Publicado el 26 mayo 2020 por Daniel Guerrero Bonet

Nosotros mismos y nuestro mundo alrededor, ¿cómo seremos mañana? Esta es la pregunta que una gran mayoría de ciudadanos, en algún momento, se ha formulado mientras ha estado viviendo la inaudita experiencia del confinamiento al que ha obligado la emergencia sanitaria provocada por la pandemia del Covid-19. Una situación extraordinaria, jamás imaginada, que nos ha tenido encerrados en los domicilios durante más de dos meses, sin poder siquiera visitar a ningún familiar, y teniendo que adoptar nuevos hábitos sociales que obligan guardar distancia ante cualquier interlocutor (conocido o desconocido) y usar elementos de protección, simples barreras físicas (mascarillas, pantallas, guantes, etc.), para amortiguar el riesgo de contagio que, sin esa distancia social, representa toda persona.

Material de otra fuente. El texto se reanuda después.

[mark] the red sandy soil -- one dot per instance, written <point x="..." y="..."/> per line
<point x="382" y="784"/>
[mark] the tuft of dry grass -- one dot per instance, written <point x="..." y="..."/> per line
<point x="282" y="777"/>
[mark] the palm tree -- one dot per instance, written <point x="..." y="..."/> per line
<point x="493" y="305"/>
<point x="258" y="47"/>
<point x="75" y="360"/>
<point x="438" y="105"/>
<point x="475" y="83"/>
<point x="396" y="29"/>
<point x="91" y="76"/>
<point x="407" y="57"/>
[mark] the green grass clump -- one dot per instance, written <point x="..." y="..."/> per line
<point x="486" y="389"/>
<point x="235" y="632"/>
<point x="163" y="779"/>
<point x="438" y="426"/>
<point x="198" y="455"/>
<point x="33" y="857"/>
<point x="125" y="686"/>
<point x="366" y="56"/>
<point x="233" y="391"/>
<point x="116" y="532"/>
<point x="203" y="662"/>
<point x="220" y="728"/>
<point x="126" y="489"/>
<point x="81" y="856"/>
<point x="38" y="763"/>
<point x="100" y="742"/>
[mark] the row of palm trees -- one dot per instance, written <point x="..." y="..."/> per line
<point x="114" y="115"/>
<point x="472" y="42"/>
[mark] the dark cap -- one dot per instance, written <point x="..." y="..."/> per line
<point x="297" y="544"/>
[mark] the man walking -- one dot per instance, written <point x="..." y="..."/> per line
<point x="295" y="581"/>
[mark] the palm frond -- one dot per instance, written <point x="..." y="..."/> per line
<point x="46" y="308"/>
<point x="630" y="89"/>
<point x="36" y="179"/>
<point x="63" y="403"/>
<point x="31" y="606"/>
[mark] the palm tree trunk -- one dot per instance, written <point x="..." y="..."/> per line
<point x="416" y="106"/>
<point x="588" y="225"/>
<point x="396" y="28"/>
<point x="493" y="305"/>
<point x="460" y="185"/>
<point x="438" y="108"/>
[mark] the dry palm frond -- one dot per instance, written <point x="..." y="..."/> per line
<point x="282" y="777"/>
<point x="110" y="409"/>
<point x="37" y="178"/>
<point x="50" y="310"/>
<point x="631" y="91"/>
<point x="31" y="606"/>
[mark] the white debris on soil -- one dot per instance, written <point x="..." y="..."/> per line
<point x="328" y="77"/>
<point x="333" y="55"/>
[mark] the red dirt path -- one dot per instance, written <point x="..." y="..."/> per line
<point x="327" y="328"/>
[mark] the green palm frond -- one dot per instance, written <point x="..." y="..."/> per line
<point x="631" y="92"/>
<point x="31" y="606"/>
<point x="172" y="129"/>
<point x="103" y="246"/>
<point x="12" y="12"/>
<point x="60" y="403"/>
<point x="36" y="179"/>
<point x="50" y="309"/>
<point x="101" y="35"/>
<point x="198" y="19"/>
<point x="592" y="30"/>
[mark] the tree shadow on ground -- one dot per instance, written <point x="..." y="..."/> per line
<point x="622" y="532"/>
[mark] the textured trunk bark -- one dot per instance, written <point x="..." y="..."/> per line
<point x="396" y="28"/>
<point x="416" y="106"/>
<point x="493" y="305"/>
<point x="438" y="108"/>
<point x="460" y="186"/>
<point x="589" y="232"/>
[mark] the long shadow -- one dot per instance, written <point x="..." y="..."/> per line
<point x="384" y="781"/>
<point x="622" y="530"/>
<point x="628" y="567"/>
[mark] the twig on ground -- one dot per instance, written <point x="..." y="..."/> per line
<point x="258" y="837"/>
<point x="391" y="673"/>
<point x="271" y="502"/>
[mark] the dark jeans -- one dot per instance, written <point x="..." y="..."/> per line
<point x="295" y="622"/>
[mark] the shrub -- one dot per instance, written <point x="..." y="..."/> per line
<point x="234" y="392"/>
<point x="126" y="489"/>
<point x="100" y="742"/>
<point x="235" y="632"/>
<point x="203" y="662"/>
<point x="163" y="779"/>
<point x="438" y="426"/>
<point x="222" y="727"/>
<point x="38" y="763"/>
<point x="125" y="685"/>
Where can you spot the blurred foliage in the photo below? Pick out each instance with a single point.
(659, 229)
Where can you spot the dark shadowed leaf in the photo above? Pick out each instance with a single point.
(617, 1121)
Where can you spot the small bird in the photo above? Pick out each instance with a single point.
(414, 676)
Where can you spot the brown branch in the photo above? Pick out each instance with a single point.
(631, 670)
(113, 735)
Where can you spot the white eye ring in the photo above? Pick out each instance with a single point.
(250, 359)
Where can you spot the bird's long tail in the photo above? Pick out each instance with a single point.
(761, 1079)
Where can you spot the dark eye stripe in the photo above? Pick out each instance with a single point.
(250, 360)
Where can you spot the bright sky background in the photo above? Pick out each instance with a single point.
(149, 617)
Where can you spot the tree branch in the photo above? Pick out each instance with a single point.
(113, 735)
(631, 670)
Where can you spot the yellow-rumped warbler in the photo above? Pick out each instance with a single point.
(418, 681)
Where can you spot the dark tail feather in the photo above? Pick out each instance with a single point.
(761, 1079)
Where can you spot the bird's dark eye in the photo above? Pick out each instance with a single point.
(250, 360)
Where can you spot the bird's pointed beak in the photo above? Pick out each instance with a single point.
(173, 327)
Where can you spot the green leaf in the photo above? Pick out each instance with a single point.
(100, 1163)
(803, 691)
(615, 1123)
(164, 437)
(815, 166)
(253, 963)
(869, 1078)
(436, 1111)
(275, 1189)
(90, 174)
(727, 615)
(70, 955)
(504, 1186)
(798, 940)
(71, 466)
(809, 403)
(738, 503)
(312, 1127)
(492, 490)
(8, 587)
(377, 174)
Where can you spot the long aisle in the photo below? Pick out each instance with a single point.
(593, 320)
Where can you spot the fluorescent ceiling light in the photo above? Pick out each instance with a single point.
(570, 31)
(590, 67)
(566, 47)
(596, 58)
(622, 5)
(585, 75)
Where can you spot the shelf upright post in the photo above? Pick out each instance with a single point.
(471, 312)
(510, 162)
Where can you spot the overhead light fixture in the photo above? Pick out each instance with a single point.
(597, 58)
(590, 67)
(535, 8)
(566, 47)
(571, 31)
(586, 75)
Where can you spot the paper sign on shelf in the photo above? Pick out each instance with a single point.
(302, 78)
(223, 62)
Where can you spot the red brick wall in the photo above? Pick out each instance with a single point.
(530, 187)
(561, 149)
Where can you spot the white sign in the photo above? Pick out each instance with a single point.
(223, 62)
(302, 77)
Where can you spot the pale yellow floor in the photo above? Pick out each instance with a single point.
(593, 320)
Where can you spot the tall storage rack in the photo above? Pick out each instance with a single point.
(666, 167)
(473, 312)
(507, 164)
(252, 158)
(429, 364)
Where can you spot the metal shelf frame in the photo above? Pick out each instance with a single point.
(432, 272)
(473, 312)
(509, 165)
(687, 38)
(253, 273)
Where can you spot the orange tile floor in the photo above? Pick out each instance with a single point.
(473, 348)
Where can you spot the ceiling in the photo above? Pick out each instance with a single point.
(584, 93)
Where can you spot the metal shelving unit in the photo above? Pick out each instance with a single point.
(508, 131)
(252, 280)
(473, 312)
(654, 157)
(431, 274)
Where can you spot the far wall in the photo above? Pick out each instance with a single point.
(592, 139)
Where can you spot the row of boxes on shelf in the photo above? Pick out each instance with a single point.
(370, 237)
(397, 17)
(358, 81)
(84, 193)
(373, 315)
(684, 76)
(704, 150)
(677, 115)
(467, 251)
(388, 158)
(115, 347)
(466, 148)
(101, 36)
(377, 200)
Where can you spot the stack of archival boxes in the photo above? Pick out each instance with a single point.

Además, unido al parón abrupto de la actividad económica en el conjunto del país, con el cierre de comercios, fábricas, industrias y demás negocios considerados no esenciales, todo ello ha supuesto un cambio súbito y radical en las costumbres y en nuestra manera de ser, una ruptura de la cotidianeidad hasta el extremo de provocarnos angustia e incertidumbres por el futuro, por el mañana que nos aguarda. Un interrogante envuelto en ansiedad que surge porque se ignora si estos cambios serán temporales o permanentes y si afectarán a nuestro “ser y estar” natural, que caracterizaba a la realidad que conocíamos.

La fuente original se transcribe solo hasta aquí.